Что касается количества переделок собственных текстов, то в этом Белый, по-видимому, действительно уникален. Если говорить о субъективной, биографической стороне дела, то он вполне искренне думал, что в молодости не умел писать, и не менее искренне был убежден в том, что может вернуться к юношескому мировосприятию, чувствам (ибо они не увядают), некогда вызвавшим к жизни определенное стихотворение, и выразить их теперь по-другому, более удачно. По всей видимости, при обращении к ранним сочинениям писателя не удовлетворяло зияние смысла между «переживанием» (как он выражался) и текстом, между «несказáнным» и сказанным; но в то же время он так и не перестал верить, что способен его преодолеть.

С практической стороны из этого следует, что при изучении стихотворного наследия Андрея Белого не работает основное правило текстологии, а именно правило «последней воли автора». Действительно, если следовать его недвусмысленно выраженной авторской воле, то следовало бы забыть и его самую знаменитую стихотворную книгу («Золото в лазури»), и самую знаменитую прозаическую (первую редакцию «Петербурга»). С точки зрения литературной теории практика Белого проблематизирует понятие «произведение»: с одной стороны, конечно, никто не станет утверждать, что произведение литературы равняется сумме слов его текста, но, с другой стороны, все-таки мало кто согласится считать одним и тем же произведением два текста, в которых не совпадает ни одно слово (как это следует делать, согласно авторской воле Белого, с некоторыми его стихами). Однако этот парадокс, по-видимому, неизбежно следует из основ поэтики символизма, если довести ее принципы до логического конца.

— За Андреем Белым закрепилась слава писателя-мистика — ни для кого не секрет его увлечение антропософией.
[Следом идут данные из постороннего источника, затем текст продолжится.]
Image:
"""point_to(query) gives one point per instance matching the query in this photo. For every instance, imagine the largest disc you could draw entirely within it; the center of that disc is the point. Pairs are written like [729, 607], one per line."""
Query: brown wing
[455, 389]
Как оно сказалось на его творчестве?

ЕГ: Трудно недооценить роль антропософии в жизни Белого, биографическую роль: встреча с Рудольфом Штейнером, годы, проведенные в Дорнахе (1912–1916), круг его антропософских друзей — описывать жизнь писателя начиная с 1912 г. без всего этого бессмысленно (начнем с того, что обе жены Белого были и навсегда остались антропософками). Уехав от Штейнера, Белый был уверен, что получил своеобразный «патент» для популяризации антропософского учения в России. Это было связано с тем особым местом, которое Штейнер отводил грядущей культуре «славянского периода» человечества.
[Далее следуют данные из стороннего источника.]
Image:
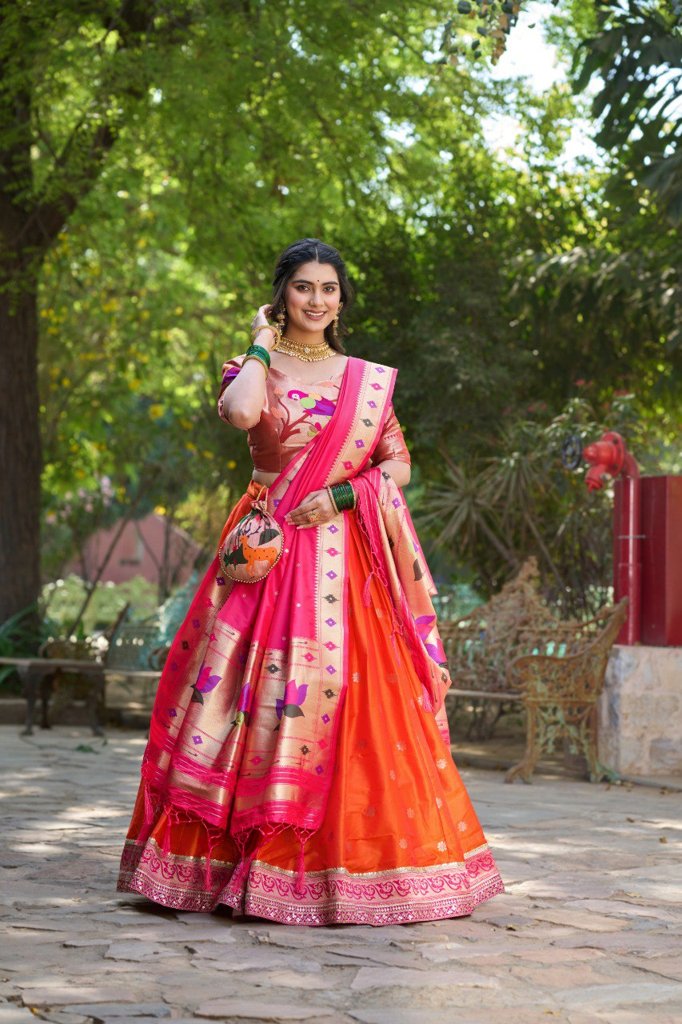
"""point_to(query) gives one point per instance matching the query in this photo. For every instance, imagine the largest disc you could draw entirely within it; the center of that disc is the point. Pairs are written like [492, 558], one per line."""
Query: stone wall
[640, 712]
Однако и переоценивать влияние буквы книг или лекций Рудольфа Штейнера на творчество и мышление Белого не стоит: он называл «Доктора» (как принято было говорить у антропософов) «учителем свободы», а все, что он почерпнул в антропософии и развивал в своих текстах, прямо следовало из его творческих задач и мировоззренческих склонностей. Иными словами, после ученичества у Штейнера Белый стал независимее, чем был, а не наоборот.

Да, разумеется, читателю порой непросто продираться сквозь антропософскую образность его послереволюционной прозы, требующей отдельного подробного комментирования. Вместе с тем, личные медитативные практики писателя отразились скорее в его рисунках, которые требуют отдельного исследования и соотнесения с литературным творчеством.

— Насколько хорошо изучен Белый? Остались ли еще пробелы в летописи его жизни и творчества?

Андрей Белый, 1929
 

ЕГ: За три десятка лет, прошедших после краха советской цензуры (которая Белого почти полностью запрещала), ситуация радикально изменилась. Сейчас переизданы почти все его книги, издано то, что оставалось ненапечатанным. Однако эта техническая работа еще не завершена — а новые интерпретации уместны всегда.

Что касается творческого наследия писателя, то роль филолога-детектива все еще чрезвычайно актуальна — я имею в виду тот факт, что не так давно на одном из западно-европейских аукционов всплыл довольно солидный массив рукописей и писем Белого, но, к сожалению, лот целиком был выкуплен неизвестным коллекционером. Можно предположить, что это были материалы личного архива Андрея Белого из сундука, оставленного им Ходасевичу в 1923-м, когда писатель вернулся в Советскую Россию из Берлина. Хотелось бы верить, что и эта часть его наследия когда-нибудь увидит свет. Эта история лишний раз подтверждает непреложный факт: у беловедения есть интересные перспективы.